Crisis in Ottawa: The view from the West

What the pundits are saying

Roger Gibbins, president and CEO of the Canada West Foundation, writing in the Vancouver Sun, argues the Governor-General should pull a Nancy Regan and Just Say No to all the shenanigans. To suggest that the Governor General has no choice in the matter “ignores that the beauty of her position, and also the difficulty of her choice, stems from the fact that she has discretion.” The Constitution, Gibbins says, recognizes that there are times when “intelligence and judgment must be brought into play. There is no question that this is one of those times.”

Todd Babiak notes in the Edmonton Journal that the Alberta capital has been largely ignored by the Harper Tories and finds no reason to fear the coalition. “Attempting to cripple the opposition [by proposing to revoke campaign subsidies], and therefore debate and criticism, is a much more profound assault against democracy. As the national portrait gallery debacle demonstrated so fluently, conditions have not improved for Edmonton since 2006, when the Conservatives swept Alberta and took control of Ottawa. Why would they? According to the Conservative war room, we’re a strategic void.”

The Calgary Sun’s shamanic Rick Bell says it’s one thing to hate the idea of a crippled Stéphane Dion and inexperienced Jack Layton teaming up to govern the country while relying on the Bloc Québécois to act as a crutch. It’s just not all that useful right now: “We know everything is spinning out of control. Premier Ed yesterday urges all parties to ‘put Canada first and stop the nonsense’ and deal with a financial meltdown he calls ‘the biggest elephant in the room.’ Unfortunately, it’s tough to hunt an elephant when you’ve got the guns squarely pointed at each other.”

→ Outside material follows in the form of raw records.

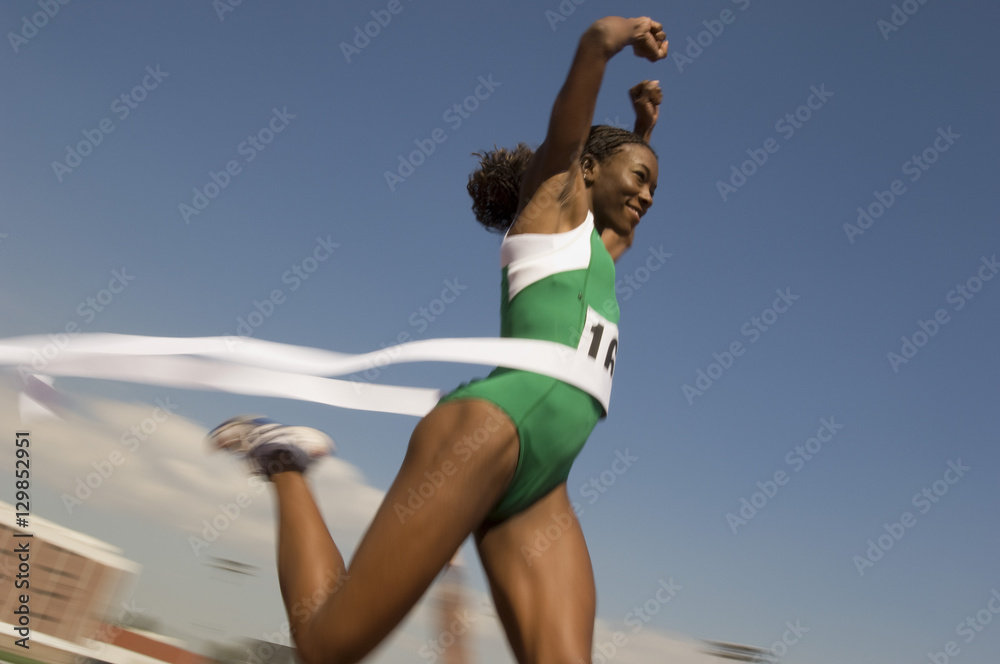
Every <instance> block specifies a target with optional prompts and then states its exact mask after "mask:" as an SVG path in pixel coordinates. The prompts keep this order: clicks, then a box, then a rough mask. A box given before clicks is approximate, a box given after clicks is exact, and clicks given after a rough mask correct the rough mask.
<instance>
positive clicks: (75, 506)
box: [60, 397, 179, 515]
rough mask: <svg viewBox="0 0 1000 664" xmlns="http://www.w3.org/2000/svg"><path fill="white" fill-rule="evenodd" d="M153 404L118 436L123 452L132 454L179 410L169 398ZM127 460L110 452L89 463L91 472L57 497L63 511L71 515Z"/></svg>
mask: <svg viewBox="0 0 1000 664" xmlns="http://www.w3.org/2000/svg"><path fill="white" fill-rule="evenodd" d="M155 403H156V407H155V408H154V409H153V412H152V413H150V414H149V415H148V416H147V417H144V418H142V420H140V421H139V422H138V423H136V424H133V425H132V426H131V427H129V428H128V429H126V430H125V431H124V432H122V434H121V436H120V437H119V441H118V442H119V443H120V444H121V446H122V447H124V448H125V450H126V451H127V452H129V453H132V452H135V451H136V450H137V449H139V445H140V444H142V443H143V442H145V441H146V440H148V439H149V437H150V436H152V435H153V434H154V433H156V430H157V429H159V428H160V425H161V424H163V423H164V422H166V421H167V420H168V419H170V417H171V416H172V415H173V414H174V412H175V411H176V410H177V409H178V408H179V406H178V405H177V404H175V403H171V402H170V397H167V398H166V399H157V400H156V401H155ZM127 460H128V459H127V458H126V456H125V455H124V454H122V452H121V451H119V450H117V449H114V450H111V452H110V453H109V454H108V455H107V457H106V458H104V459H101V460H98V461H91V462H90V465H91V466H92V467H93V468H94V472H92V473H88V474H87V475H86V476H85V477H79V476H78V477H77V478H76V482H75V486H74V490H73V494H72V495H70V494H68V493H63V494H62V495H61V496H60V498H61V499H62V502H63V507H65V508H66V512H67V513H68V514H70V515H72V514H73V510H74V509H76V508H77V507H82V506H83V504H84V503H85V502H87V501H88V500H90V498H91V497H93V496H94V494H96V493H97V491H98V490H99V489H100V488H101V486H103V485H104V483H105V482H106V481H107V480H109V479H110V478H111V476H112V475H114V473H115V471H116V470H118V468H119V467H121V466H122V464H124V463H125V462H126V461H127Z"/></svg>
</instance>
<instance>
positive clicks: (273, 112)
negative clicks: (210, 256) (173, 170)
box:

Neil Waugh of the Edmonton Sun fears Alberta’s cash cow might be destined for the slaughterhouse if NDP members are invited to sit at the Cabinet table. “[Layton] will now be able to be judge and executioner of Fort McMurray for real, especially after Dion revealed the deal maker with Duceppe.” But he holds out hope that a rumoured “Coalition West [might] fight off the eastern invaders. Saskatchewan’s solid Premier Brad Wall is contacted. So is B.C.’s flaky Gordon Campbell.”

Murray Mandryk, writing in the Regina Leader-Post, takes up Saskatchewan Premier Brad Wall’s lament that none of this coalition talk would have happened had it not been for the misplaced “gamesmanship” included in the Harper government’s economic statement. “If it was about leadership, we wouldn’t be here,” says the premier. Still, the solution the Liberals and NDP are proposing is simply unpalatable to Wall. “If any coalition requires formal support from separatists, it’s wrong,” he says—even when it involves the Conservatives, who appear to have conveniently forgotten that Harper was every bit as eager to get in bed with separatists and form a coalition to bring down Paul Martin’s minority Liberal government.

In Saskatoon, StarPhoenix columnist Randy Burton compares Harper to disgraced former Saskatchewan premier Grant Devine, a Progressive Conservative who prorogued the provincial legislature in 1991 after it became clear his own MLAs might vote down his government’s budget. “Devine’s government staggered on to the fall of that year, but the early prorogation only underlined the image of a government no longer in control of its own agenda.” Burton adds that if Harper’s successful and prorogues the House, he will be “a hunted man who will no longer be able to throw around the phrase ‘weak leader.’”

Tom Brodbeck, of the Winnipeg Sun, calls the prospect of a coalition government in Ottawa “one of the greatest threats to our country” since its foundation 141 years ago. “Not only would we have a prime minister who was not elected by the people and whose platform was categorically rejected by Canadian voters just six weeks ago, we would for the first time in history have separatists in Parliament with their hands on the levers of power.”